Ce groupe, opposé à l’Etat laïc, s’est d’abord occupé des pratiques et débats religieux. En 2010, les villageois de Nhacole, dans le district de Balama, ont voulu se débarrasser de lui en détruisant la mosquée. Les membres de la secte se sont réfugiés à Mucojo, dans le district de Macomia, et des tensions ont éclaté avec la population et les autorités locales. La police est intervenue à deux reprises, dont une fois en 2015 après que la secte a tenté, par la force, d’interdire l’alcool dans la ville. L’intervention s’est terminée par la mort d’un policier, poignardé par l’un des membres du groupe.

Recours aux armes

Particulièrement inquiètes des actions du groupe, des personnalités et des organisations musulmanes – parmi lesquelles le Conseil islamique, dont Al-Shabab s’est séparée – ont demandé plusieurs fois au gouvernement d’intervenir. Fin 2016, ce dernier a finalement accédé à leur demande et commencé à arrêter et traduire en justice certains leaders dans toute la province. Ceux-ci ont été accusés de désinformation, de rejet de l’autorité de l’Etat, de refus d’envoyer leurs enfants à l’école et d’utilisation de couteaux pour se protéger.

On ne sait pas quand les membres d’Al-Shabab ont commencé leur entraînement militaire, mais les actions de l’Etat contre leurs leaders semblent avoir marqué leur passage au conflit armé. Leur première attaque a eu lieu en octobre 2017 dans la ville de Mocímboa da Praia et dans les communautés environnantes.

Depuis, les membres de la secte ont établi leur camp dans la forêt d’où ils attaquent des villages isolés. Le nombre d’attaques et leur brutalité n’ont cessé d’augmenter en 2018. L’insurrection s’est davantage organisée et concentrée sur une bande côtière d’environ 150 km, de la capitale de la province de Pemba à la frontière tanzanienne.

Les graines de la discorde

Il est clair que l’insurrection s’est construite sur certaines tensions sociales, religieuses et politiques locales. La province du Cabo Delgado est la plus pauvre du Mozambique : le taux de chômage y est élevé, en particulier chez les jeunes, elle est en grande partie rurale et les services publics n’y sont pas efficaces. Les récentes découvertes de pétrole et de gaz dans la région ont suscité beaucoup d’espoirs, mais les communautés n’en ont tiré que très peu d’avantages, voire aucun, en particulier dans les zones rurales.

Le fait que les musulmans se sentent particulièrement marginalisés dans la province du Cabo Delgado, alors que leurs voisins ethniques ont un accès privilégié au pouvoir politique national depuis l’indépendance, contribue en outre à expliquer l’ascension d’un discours islamiste anti-Etat.

On a beaucoup parlé des liens du groupe avec la Somalie, la République démocratique du Congo et l’Ouganda, mais il a surtout des relations avec la Tanzanie. Les imams mozambicains se forment en Tanzanie depuis plus d’un siècle et les échanges entre les communautés religieuses des deux côtés de la frontière ont lieu depuis plus longtemps encore.

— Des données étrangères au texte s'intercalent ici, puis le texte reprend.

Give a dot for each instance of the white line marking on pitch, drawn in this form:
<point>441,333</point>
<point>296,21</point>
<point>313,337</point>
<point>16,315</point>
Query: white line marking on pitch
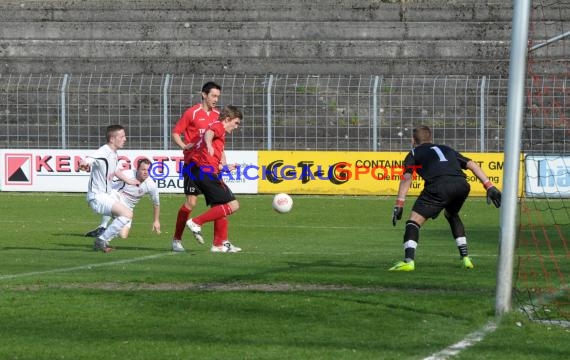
<point>83,267</point>
<point>468,341</point>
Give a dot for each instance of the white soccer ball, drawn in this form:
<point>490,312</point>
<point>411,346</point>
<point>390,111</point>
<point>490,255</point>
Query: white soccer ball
<point>282,203</point>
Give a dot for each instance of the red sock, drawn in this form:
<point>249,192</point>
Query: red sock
<point>183,216</point>
<point>220,231</point>
<point>214,213</point>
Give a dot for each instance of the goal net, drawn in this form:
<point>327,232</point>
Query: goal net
<point>542,272</point>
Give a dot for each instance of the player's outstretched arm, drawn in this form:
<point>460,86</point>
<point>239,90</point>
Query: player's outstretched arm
<point>403,189</point>
<point>493,194</point>
<point>156,219</point>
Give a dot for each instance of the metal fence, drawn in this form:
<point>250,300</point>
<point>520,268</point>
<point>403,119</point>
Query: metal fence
<point>281,112</point>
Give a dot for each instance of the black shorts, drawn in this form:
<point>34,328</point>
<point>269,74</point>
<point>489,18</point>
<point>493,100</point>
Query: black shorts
<point>212,186</point>
<point>449,194</point>
<point>190,186</point>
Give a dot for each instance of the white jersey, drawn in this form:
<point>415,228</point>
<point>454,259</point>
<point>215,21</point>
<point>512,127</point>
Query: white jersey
<point>131,194</point>
<point>103,166</point>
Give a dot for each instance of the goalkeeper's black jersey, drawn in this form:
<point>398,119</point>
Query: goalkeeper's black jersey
<point>433,161</point>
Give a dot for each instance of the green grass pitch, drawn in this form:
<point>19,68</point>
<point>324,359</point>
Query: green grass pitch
<point>311,284</point>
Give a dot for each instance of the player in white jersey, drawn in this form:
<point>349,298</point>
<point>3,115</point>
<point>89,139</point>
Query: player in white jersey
<point>130,195</point>
<point>103,165</point>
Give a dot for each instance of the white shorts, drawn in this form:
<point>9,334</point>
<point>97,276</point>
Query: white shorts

Il n’est donc pas surprenant que Al-Shabab du Mozambique ait noué des liens avec des musulmans aux vues similaires en Tanzanie dans les années 2010.

A la recherche de solutions

Lorsque les radicaux tanzaniens sont passés à la violence et que l’Etat a réagi par la force après 2015, et plus particulièrement au début de 2017, certains ont rejoint Al-Shabab au Mozambique, ce qui a renforcé et partiellement internationalisé l’insurrection.

Puisque Al-Shabab au Mozambique n’est pas né d’un complot interne ou externe, l’Etat doit se concentrer sur les dynamiques sociales, religieuses et politiques en jeu pour contrôler et combattre l’insurrection. Si l’armée mozambicaine a réussi à contenir l’expansion géographique de la secte armée, le gouvernement doit s’employer avec la même force à se pencher sur les problèmes que rencontre la population, et que les insurgés exploitent.

Le chercheur mozambicain Yussuf Adam a avancé une idée intéressante à ce propos. Il fait valoir que l’Etat devrait organiser des « états généraux » pour identifier les problèmes et élaborer des solutions, depuis la base et de manière inclusive.

Eric Morier-Genoud est maître de conférences en histoire africaine à l’université Queen’s de Belfast.

Cet article a d’abord été publié sur le site de The Conversation.